Currently available INSTIs include raltegravir (RAL), elvitegravir (EVG) and dolutegravir (DTG), some of which are also available as combination products.
RAL has been studied recently as a sparing agent replacing other antiretroviral drugs, which demonstrated promising results.
RAL is well tolerated with creatine phosphokinase elevation observed in some patients.
A fixed-dose combination product of EVG is proven efficacious in treatment-naïve patients and as a sparing agent for virologically suppressed patients who cannot tolerate other antiretroviral drugs.
EVG should be avoided in patients with creatinine clearance <70 ml/min, otherwise it is considered well tolerated.
The efficacy of DTG is supported by various clinical trials with minimal adverse effects.

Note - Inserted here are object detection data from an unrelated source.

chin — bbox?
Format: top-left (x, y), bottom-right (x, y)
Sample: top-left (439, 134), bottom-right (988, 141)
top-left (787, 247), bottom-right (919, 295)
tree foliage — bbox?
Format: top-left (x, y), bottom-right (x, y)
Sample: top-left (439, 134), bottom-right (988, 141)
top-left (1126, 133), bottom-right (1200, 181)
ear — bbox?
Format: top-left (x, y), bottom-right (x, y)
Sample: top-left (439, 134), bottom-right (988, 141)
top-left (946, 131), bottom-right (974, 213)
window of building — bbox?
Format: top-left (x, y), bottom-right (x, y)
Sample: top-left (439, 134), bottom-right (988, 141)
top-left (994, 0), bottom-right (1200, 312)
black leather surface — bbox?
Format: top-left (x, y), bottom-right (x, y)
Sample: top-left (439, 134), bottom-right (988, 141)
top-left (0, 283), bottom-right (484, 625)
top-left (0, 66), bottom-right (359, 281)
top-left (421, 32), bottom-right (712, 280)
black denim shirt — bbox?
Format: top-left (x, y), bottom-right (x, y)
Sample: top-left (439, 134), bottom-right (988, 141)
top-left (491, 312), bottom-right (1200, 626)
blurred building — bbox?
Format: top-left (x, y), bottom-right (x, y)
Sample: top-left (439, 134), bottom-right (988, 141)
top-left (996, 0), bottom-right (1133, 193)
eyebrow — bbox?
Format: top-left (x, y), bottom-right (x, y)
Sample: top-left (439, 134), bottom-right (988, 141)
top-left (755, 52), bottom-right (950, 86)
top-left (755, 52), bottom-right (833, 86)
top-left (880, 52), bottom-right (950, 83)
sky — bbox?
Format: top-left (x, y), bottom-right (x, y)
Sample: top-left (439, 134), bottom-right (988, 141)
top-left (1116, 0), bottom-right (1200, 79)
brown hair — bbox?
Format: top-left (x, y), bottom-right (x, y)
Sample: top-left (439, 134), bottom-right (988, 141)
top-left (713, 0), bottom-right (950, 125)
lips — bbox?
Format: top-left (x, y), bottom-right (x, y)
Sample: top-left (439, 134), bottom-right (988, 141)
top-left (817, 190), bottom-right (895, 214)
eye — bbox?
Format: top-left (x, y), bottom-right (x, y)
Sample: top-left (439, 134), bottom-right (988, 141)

DTG may be considered an appropriate option for patients who have resistance to RAL and/or EVG. However, DTG has reduced efficacy in patients with Q148 substitutions plus two or more INSTI resistance substitution.
Based on current guidelines, INSTIs are considered as the first-line therapy for treatment-naïve, HIV-1–infected patients regardless of the pre-treatment viral load.
Newer INSTI compounds are being developed that may demonstrate high barrier to resistance, no cross-resistance to other INSTIs, and less-frequent dosing schedule. The integrase enzyme target will be further developed extending the benefits for patients with HIV-1 infection in the future.